By McKenzie Martin

It was marijuana day in the House agriculture committee Wednesday compliments of Rep. Phyllis Kahn, who brought hemp seed chocolate truffles to make her proposals go down easy.

She pitched her bills -- one to allow Minnesota farmers to grow medical marijuana for export and another to pave the way for potential hemp farmers -- using that irresistible word: Jobs.

“Both bills, really, are jobs bills,” said the Minneapolis DFLer. “Jobs and employment and economic development.”

But she also promised committee members listening to the presentation of her pot-friendly bills would give them the most fun they would have all session.

The medical marijuana measure wouldn't legalize its use in Minnesota but would let farmers grow it and send it to places where it is legal.

Peter Landherr, a medical marijuana farmer in Colorado, said he would move his operation to Minnesota if he could.

“If I could grow healthy medicine for people that would allow me to be here, that’s exactly what I would do,” said Landherr, a Minnesota native.
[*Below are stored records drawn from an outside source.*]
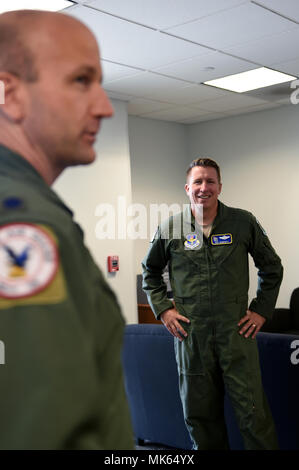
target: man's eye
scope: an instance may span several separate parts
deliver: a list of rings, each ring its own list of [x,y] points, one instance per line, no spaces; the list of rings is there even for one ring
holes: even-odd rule
[[[90,84],[90,78],[87,75],[80,75],[76,77],[76,82],[77,83],[82,83],[82,85],[89,85]]]

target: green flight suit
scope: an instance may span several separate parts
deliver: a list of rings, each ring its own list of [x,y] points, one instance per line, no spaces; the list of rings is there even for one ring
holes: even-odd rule
[[[186,241],[188,223],[191,233],[195,232],[194,217],[187,206],[158,228],[142,264],[143,288],[156,317],[173,307],[161,276],[168,263],[176,308],[190,320],[190,324],[181,323],[188,336],[182,342],[175,338],[175,351],[183,411],[194,448],[229,448],[225,385],[245,448],[276,449],[256,340],[240,335],[238,322],[248,307],[248,253],[259,279],[257,296],[249,309],[265,318],[271,317],[278,296],[283,272],[280,258],[247,211],[218,201],[211,234],[208,239],[202,237],[196,249]]]
[[[21,240],[9,232],[18,223],[25,227]],[[23,278],[3,278],[10,240],[21,244],[29,264],[36,255],[34,242],[28,250],[28,240],[22,241],[26,230],[52,240],[46,248],[57,249],[58,258],[51,261],[57,271],[32,295],[7,298],[11,282],[24,287],[26,278],[24,263]],[[42,248],[36,244],[37,252]],[[39,265],[32,263],[34,277]],[[34,280],[38,286],[42,282]],[[72,212],[25,159],[0,146],[0,340],[5,345],[0,448],[133,449],[121,364],[123,330],[117,299]]]

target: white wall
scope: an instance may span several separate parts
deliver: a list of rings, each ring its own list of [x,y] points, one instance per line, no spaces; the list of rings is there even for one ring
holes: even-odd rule
[[[186,132],[183,124],[129,116],[132,197],[145,204],[150,222],[150,204],[187,204],[184,191]],[[177,211],[178,212],[178,211]],[[135,241],[136,273],[141,273],[149,240]]]
[[[284,265],[277,306],[299,285],[299,106],[235,116],[187,128],[187,160],[214,158],[222,169],[220,199],[253,212]],[[187,161],[186,160],[186,161]],[[251,264],[250,295],[256,275]]]
[[[108,203],[117,208],[118,196],[124,196],[128,205],[132,198],[127,106],[116,100],[112,104],[115,115],[102,123],[95,145],[95,163],[67,169],[54,189],[74,210],[75,219],[85,232],[86,245],[117,294],[127,322],[134,323],[137,321],[134,242],[99,240],[95,234],[98,204]],[[119,255],[118,273],[107,273],[108,255]]]

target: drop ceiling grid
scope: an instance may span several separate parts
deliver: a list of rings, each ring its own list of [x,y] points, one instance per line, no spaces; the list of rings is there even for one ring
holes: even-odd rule
[[[211,93],[200,83],[261,65],[298,75],[297,0],[80,3],[68,14],[93,30],[101,48],[104,88],[111,97],[128,101],[130,114],[175,120],[177,113],[177,122],[193,122],[196,112],[202,120],[270,109],[273,103],[263,99],[217,89]]]

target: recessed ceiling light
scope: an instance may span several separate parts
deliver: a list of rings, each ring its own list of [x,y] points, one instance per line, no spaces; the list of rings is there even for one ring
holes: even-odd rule
[[[237,93],[244,93],[245,91],[256,90],[257,88],[264,88],[278,83],[290,82],[296,80],[297,77],[286,75],[276,70],[271,70],[266,67],[259,69],[249,70],[248,72],[236,73],[235,75],[228,75],[227,77],[217,78],[216,80],[209,80],[204,82],[205,85],[211,85],[224,90],[235,91]]]
[[[44,0],[43,2],[40,0],[9,0],[6,5],[0,6],[0,13],[13,10],[59,11],[75,4],[76,2],[68,0]]]

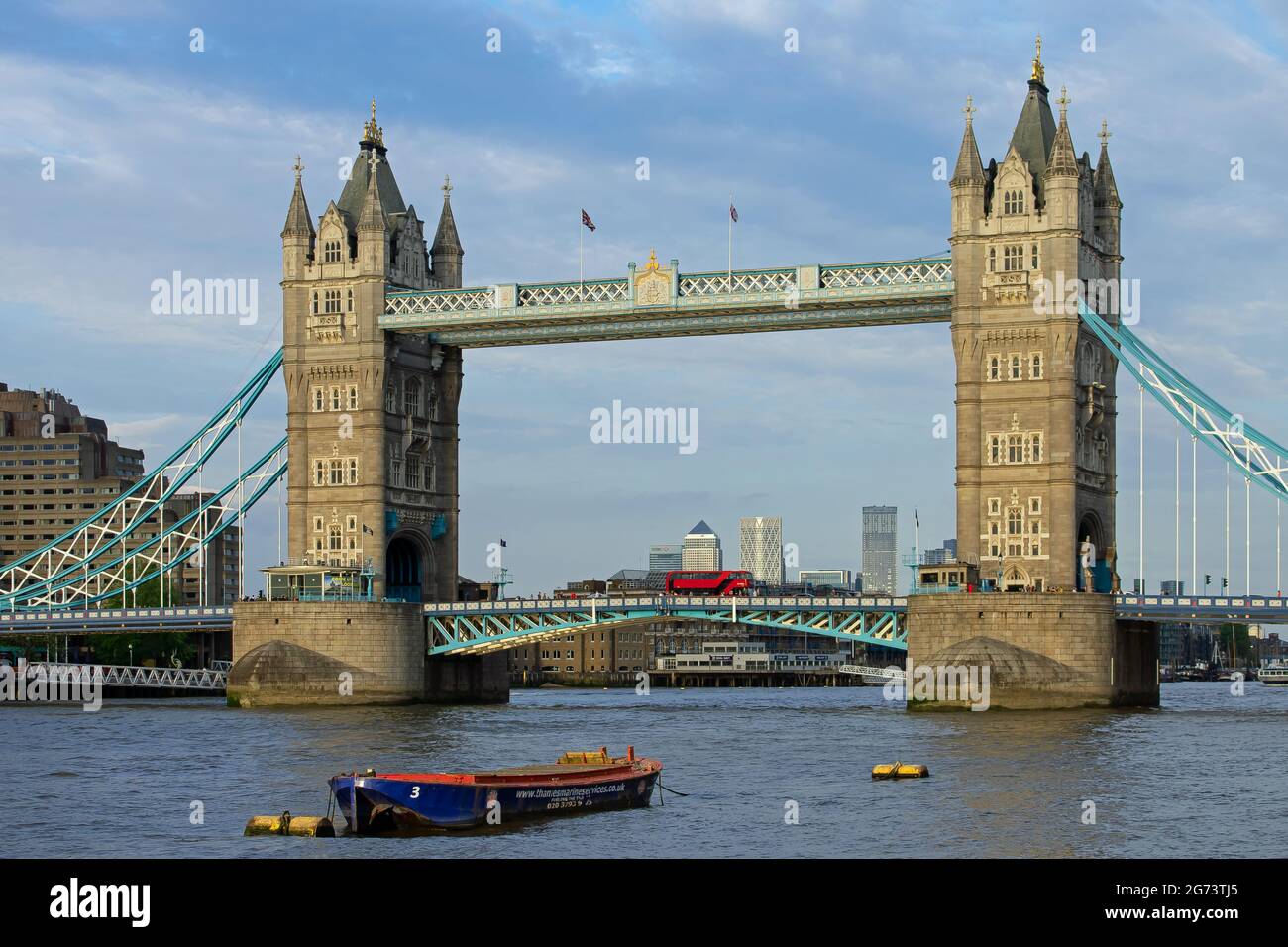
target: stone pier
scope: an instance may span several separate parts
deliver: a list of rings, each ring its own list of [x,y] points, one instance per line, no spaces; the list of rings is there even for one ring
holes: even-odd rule
[[[504,653],[428,657],[417,604],[242,602],[233,608],[231,706],[509,700]]]
[[[1158,706],[1158,630],[1118,620],[1112,595],[911,595],[908,661],[987,666],[989,709]],[[909,710],[967,706],[943,693],[918,698],[909,682]]]

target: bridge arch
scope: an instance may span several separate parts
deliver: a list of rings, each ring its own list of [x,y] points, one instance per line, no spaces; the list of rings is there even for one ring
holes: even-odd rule
[[[425,600],[429,549],[412,530],[395,532],[385,551],[385,595],[403,602]]]

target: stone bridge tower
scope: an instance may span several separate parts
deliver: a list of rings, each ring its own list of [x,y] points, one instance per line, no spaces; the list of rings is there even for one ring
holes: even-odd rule
[[[1101,126],[1077,157],[1061,90],[1056,124],[1038,54],[1002,164],[979,157],[967,99],[952,189],[957,358],[957,550],[1020,590],[1110,590],[1113,354],[1081,325],[1075,287],[1117,323],[1122,202]],[[1103,283],[1100,281],[1112,281]],[[1097,291],[1104,287],[1109,291]]]
[[[349,179],[316,227],[301,170],[296,161],[282,229],[290,554],[370,563],[377,597],[452,600],[461,352],[379,325],[386,290],[461,285],[451,184],[426,249],[375,102]]]

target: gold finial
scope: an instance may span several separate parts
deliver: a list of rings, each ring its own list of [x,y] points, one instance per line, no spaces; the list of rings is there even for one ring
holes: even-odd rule
[[[371,99],[371,117],[367,124],[362,126],[362,140],[375,142],[376,144],[384,146],[385,143],[385,130],[376,125],[376,99]]]

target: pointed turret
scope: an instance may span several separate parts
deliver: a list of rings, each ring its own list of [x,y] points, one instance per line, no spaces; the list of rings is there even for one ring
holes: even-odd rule
[[[1020,110],[1020,120],[1011,133],[1011,144],[1029,165],[1034,178],[1046,171],[1047,155],[1055,142],[1055,119],[1047,102],[1046,70],[1042,66],[1042,37],[1037,40],[1033,72],[1029,76],[1029,94]]]
[[[460,289],[461,286],[461,258],[465,250],[461,247],[461,238],[456,233],[456,218],[452,216],[452,179],[443,178],[443,213],[438,218],[438,229],[434,232],[434,242],[429,247],[429,256],[434,271],[434,278],[443,289]]]
[[[1073,137],[1069,134],[1069,94],[1060,89],[1060,128],[1056,129],[1055,140],[1051,143],[1051,153],[1047,157],[1046,173],[1043,177],[1051,178],[1077,178],[1078,156],[1073,151]]]
[[[979,146],[975,143],[975,128],[972,116],[976,111],[971,104],[970,95],[966,97],[966,130],[962,131],[962,144],[957,149],[957,167],[953,169],[951,184],[983,184],[984,162],[979,158]]]
[[[389,219],[385,216],[385,209],[380,202],[380,177],[375,170],[379,164],[380,156],[372,155],[371,174],[367,175],[367,196],[362,201],[362,214],[358,216],[358,233],[363,231],[380,231],[384,233],[389,223]]]
[[[1096,204],[1122,207],[1118,200],[1118,184],[1114,182],[1114,169],[1109,165],[1109,122],[1100,122],[1100,158],[1096,161]]]
[[[312,237],[313,219],[309,216],[309,202],[304,200],[304,183],[301,175],[304,165],[300,156],[295,156],[295,192],[291,195],[291,206],[286,211],[286,225],[282,227],[283,237]]]

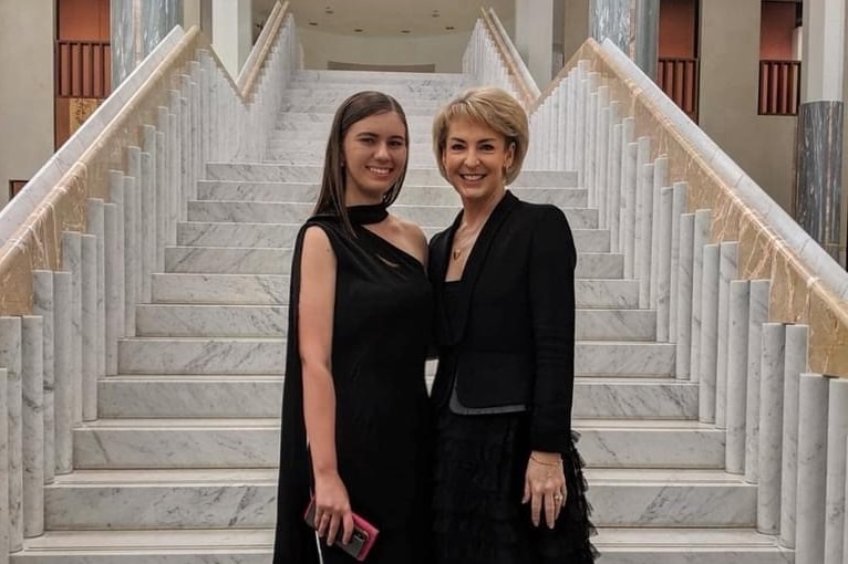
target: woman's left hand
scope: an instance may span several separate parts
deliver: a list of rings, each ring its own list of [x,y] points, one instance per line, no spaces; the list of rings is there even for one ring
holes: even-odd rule
[[[530,519],[535,526],[541,522],[545,511],[545,522],[554,529],[560,511],[566,504],[566,474],[562,470],[562,457],[559,452],[530,452],[527,461],[527,473],[524,480],[524,499],[521,503],[530,502]]]

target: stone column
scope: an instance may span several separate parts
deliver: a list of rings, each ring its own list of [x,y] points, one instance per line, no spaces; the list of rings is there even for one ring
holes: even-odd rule
[[[183,0],[110,0],[112,88],[183,23]]]
[[[630,0],[590,0],[589,28],[592,36],[599,42],[609,39],[628,55],[630,21]]]
[[[250,0],[213,0],[213,48],[230,76],[238,76],[252,46]]]
[[[633,61],[651,79],[656,76],[660,49],[660,0],[635,0]]]
[[[804,2],[795,219],[839,260],[845,0]]]

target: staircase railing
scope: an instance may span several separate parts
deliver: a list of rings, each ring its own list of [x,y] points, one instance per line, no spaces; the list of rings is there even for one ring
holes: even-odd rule
[[[287,6],[287,4],[286,4]],[[175,28],[0,210],[0,564],[44,530],[44,484],[152,301],[209,161],[260,159],[300,53],[275,7],[239,84]]]
[[[504,88],[529,107],[539,97],[536,81],[495,11],[484,8],[480,14],[463,56],[463,72],[480,85]]]
[[[577,170],[699,419],[726,430],[726,471],[757,484],[757,530],[798,562],[840,558],[848,274],[610,41],[531,112],[531,147],[554,153],[535,163]]]

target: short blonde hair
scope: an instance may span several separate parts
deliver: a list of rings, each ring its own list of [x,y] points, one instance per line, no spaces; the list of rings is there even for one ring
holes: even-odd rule
[[[518,101],[504,90],[483,86],[465,91],[438,111],[433,119],[433,153],[436,155],[438,171],[445,179],[447,171],[442,156],[447,144],[447,130],[455,119],[468,119],[490,127],[504,136],[507,147],[510,144],[515,147],[513,164],[504,175],[505,182],[511,184],[521,171],[530,137],[527,113]]]

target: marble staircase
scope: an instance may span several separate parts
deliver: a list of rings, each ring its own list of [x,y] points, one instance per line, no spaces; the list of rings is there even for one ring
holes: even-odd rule
[[[209,164],[97,384],[97,420],[74,430],[74,471],[44,489],[45,529],[17,564],[268,564],[291,246],[317,192],[338,103],[395,95],[411,170],[393,212],[444,228],[458,200],[430,148],[430,118],[463,75],[301,71],[262,163]],[[755,530],[757,490],[725,473],[725,431],[701,424],[697,383],[674,377],[598,209],[573,173],[526,170],[513,190],[561,207],[575,231],[575,428],[606,564],[792,562]],[[428,367],[432,374],[433,367]]]

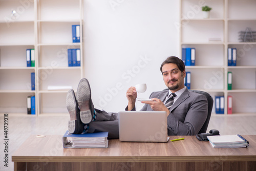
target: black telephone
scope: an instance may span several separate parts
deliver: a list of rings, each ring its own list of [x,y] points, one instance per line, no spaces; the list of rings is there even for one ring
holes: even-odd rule
[[[207,136],[213,135],[220,135],[220,132],[217,130],[211,130],[209,133],[202,133],[197,134],[196,137],[199,141],[208,141]]]

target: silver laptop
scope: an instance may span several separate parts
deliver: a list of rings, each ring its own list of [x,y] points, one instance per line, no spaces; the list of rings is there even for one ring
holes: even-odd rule
[[[165,112],[121,111],[118,115],[120,141],[168,141]]]

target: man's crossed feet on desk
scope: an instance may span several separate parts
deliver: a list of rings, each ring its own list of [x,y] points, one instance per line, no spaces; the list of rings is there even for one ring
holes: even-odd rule
[[[96,119],[96,114],[91,97],[89,82],[86,78],[80,81],[76,96],[73,90],[68,92],[66,102],[70,115],[70,121],[68,123],[70,133],[82,133],[85,131],[84,126]]]

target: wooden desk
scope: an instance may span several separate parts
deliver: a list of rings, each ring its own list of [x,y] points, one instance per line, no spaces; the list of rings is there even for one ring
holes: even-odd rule
[[[15,170],[256,170],[256,135],[248,148],[214,148],[195,136],[167,143],[121,142],[63,148],[62,136],[30,136],[12,156]]]

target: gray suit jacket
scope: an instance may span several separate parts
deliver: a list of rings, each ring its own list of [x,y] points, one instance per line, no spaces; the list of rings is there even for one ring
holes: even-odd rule
[[[163,101],[168,90],[153,92],[150,98],[157,98]],[[133,110],[135,110],[134,108]],[[145,104],[141,111],[152,111],[150,105]],[[203,95],[186,90],[178,97],[172,108],[167,117],[168,135],[195,135],[205,121],[208,113],[208,102]]]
Republican committee chair Rep. Rod Hamilton, who has Multiple Sclerosis, said he would qualify for a prescription if Minnesota made medical marijuana legal. But he said he would not use it and could not support it as a legislator and still tell his children to steer of drugs.

“It’s a mixed message to my children and a difficult one to overcome,” said Hamilton, of Mountain Lake.

As members continued to ask questions relating to the logistics of the potential marijuana farms, Hamilton said he was “hesitant to even ask these types of questions” in fear of giving anyone “false hope” as to his support for the bill.

Kahn did not ask for a vote on that measure.

The hemp bill had more support. It has a bipartisan team of 30 co-sponsors.

Even if it became law, it wouldn't have much might. Federal law bans the crop's growth. Hemp and marijuana are different varieties of Cannabis sativa, which is classified by the Drug Enforcement Agency as a controlled substance. 

Eight states have approved hemp farming, including nearby North Dakota.

“Each time a state passes a bill like this it sends a stronger message to the federal government,” Kahn said. “I think this is the first step and I think we should make it.”

McKenzie Martin is a University of Minnesota student on assignment for the Star Tribune.